Hosting a large refugee population in a protracted crisis brings with it a range of challenges – and sometimes opportunities – for governments and municipal authorities. Solid waste management services globally struggle to meet the demand in cities and densely populated areas, and this is exacerbated during a crisis when there are large and unplanned flows of people into urban areas.
Finding effective and sustainable waste management systems for the new population, particularly in refugee and IDP camps and settlements, is key to maintaining adequate and hygienic living standards for those displaced and ensuring the environmental and health impacts on the host community are minimal. Improper solid waste disposal can lead to public health risks, environmental degradation and socio-economic problems.
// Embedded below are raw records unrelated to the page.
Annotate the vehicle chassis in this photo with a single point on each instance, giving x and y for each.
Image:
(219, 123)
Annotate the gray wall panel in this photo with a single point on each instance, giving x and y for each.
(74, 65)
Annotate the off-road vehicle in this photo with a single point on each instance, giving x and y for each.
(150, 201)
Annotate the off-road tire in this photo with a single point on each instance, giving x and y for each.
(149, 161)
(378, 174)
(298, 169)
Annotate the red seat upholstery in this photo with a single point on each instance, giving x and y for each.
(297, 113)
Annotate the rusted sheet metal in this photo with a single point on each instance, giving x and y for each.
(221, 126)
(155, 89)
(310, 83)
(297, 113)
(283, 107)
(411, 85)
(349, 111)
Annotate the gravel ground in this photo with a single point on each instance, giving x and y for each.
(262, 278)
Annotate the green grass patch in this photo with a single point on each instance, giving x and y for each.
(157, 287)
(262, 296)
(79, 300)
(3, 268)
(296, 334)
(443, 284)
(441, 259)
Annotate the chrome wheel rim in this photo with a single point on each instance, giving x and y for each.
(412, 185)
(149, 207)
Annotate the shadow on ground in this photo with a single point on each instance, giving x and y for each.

However, with the right approach, waste management can also be a source of environmental protection, revenue and employment.
In the context of Jordan, the country currently imports around 90 per cent of its energy and fuel requirements and recycles approximately 7 percent of the 2 million tons of municipal waste produced annually. Jordan is home to more than 650,000 Syrian refugees, 18 per cent of whom live in formal refugee camps at Zaatari and Azraq.
World Vision has been providing Solid Waste Management services at Azraq Camp since 2017, supported by the European Union (EuropeAid). The purpose-built refugee camp, which covers 14.7 km² and is 25 km from the nearest town, has a population of around 36,500 Syrian refugees.
Approximately 20.7 tonnes of waste are produced at the camp daily, just over 15 percent of which is recyclable. The rest is primarily organic waste, which is currently not compostable in Jordan.
World Vision provides the only solid waste management at Azraq Camp at its ‘Green Centre’, utilizing an environmentally-friendly approach with the aim of reducing the environmental and health impact of waste, reducing operating costs and providing sustainable livelihood opportunities for residents.
The Green Centre operating model may provide a useful example for other refugee or IDP camps in the region or globally, particularly as displacement crises become more protracted.
There are also lessons learned which can be built on for better environmental sustainability in Jordan in the future, particularly in the future if service provision in refugee camps is incorporated into the local municipality. Jordan has a national strategy to increase recycling by 2034, and the country aims to generate 30-50 megawatts of power from waste-to-energy projects by 2020.